Elsewhere, Shiite cleric Moqtada Sadr ordered members of his militia to leave the cities of Najaf and Kufa unless they live there, fulfilling a key aspect of an agreement meant to end fighting between his forces and US troops. An explosion about 2 a.m. yesterday damaged a pipeline carrying crude oil from Iraq’s southern fields to the Basra oil terminal in the Gulf, officials said. Iraqi engineers had diverted crude shipments to that pipeline after another was bombed two days ago.

“Due to the damage inflicted on the two pipelines, the pumping of oil to the Basra oil terminal has completely stopped,” Samir Jassim, spokesman of the state-owned Southern Oil Company, said. “Exports have come to a halt.”

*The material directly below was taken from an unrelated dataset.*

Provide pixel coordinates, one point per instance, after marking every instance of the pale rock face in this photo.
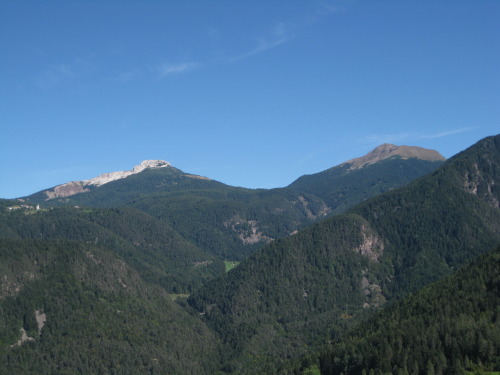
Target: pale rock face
(386, 151)
(75, 187)
(108, 177)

Exports were halted last month through Iraq’s other export avenue — the northern pipeline from Kirkuk to Ceyhan, Turkey — after a May 25 bombing, Turkish officials said on condition of anonymity.

Gunmen killed the official in charge of protecting the northern oilfields, Ghazi Talabani, during an ambush yesterday while he was going to work in the city of Kirkuk. Gen. Anwar Amin of the Iraqi Civil Defense Corps said three gunmen attacked Talabani’s car after his bodyguard briefly left the vehicle in a crowded market.

The bodyguard was wounded. Talabani was the third Iraqi official to be killed since Saturday. “What you are seeing here is effectively a terrorist war against Iraq’s critical infrastructure, including the oil infrastructure,” coalition spokesman Dan Senor told CNN. “It is an effort to basically, economically, impoverish the Iraqi people.”

President George W. Bush, in a speech beamed live to US forces around the globe, said democracy was being born in Iraq despite the killing of Iraqi officials and the attacks against pipelines.

“We have come not to conquer, but to liberate people and we will stand with them until their freedom is secure,” Bush told several thousand troops at MacDill Air Force Base, Florida, home of the US Central Command. “By helping the rise of democracy in Iraq and Afghanistan and throughout the world, you are giving people an alternative to bitterness and hatred, and that is essential to the peace of the world.”

Iraqi officials said they hoped to repair the damage to the southern pipelines in a few days, and it was not going to have a substantial effect on world petroleum supplies. Sabotage and decrepit facilities have prevented Iraq from taking a leading role in global oil markets.

However, the economic and psychological effects in Iraq are more far-reaching, coming during an upsurge in violence ahead of the June 30 transfer of sovereignty.

The two southern pipelines together export about 1.7 million barrels a day, according to the Middle East Economic Survey. Each day that the southern lines are closed will cost Iraq about $50 million, said Walid Khadduri, an expert on Iraq’s oil industry.

Fighters have stepped up attacks in recent weeks against Iraqi industrial sites and against technicians who work there to undermine support for the new interim Iraqi government that takes power at the end of the week.

The attacks occurred as the US Deputy Defense Secretary Paul Wolfowitz, one of the architects of the Iraq conflict, began talks with an interim Iraqi leadership eager to display its independence at a time when America’s image here is low.

Wolfowitz met yesterday with interim Prime Minister Iyad Allawi and others. Afterward, the coalition said the talks were “just the beginning of a new relationship between the government of Iraq and the members of the coalition.”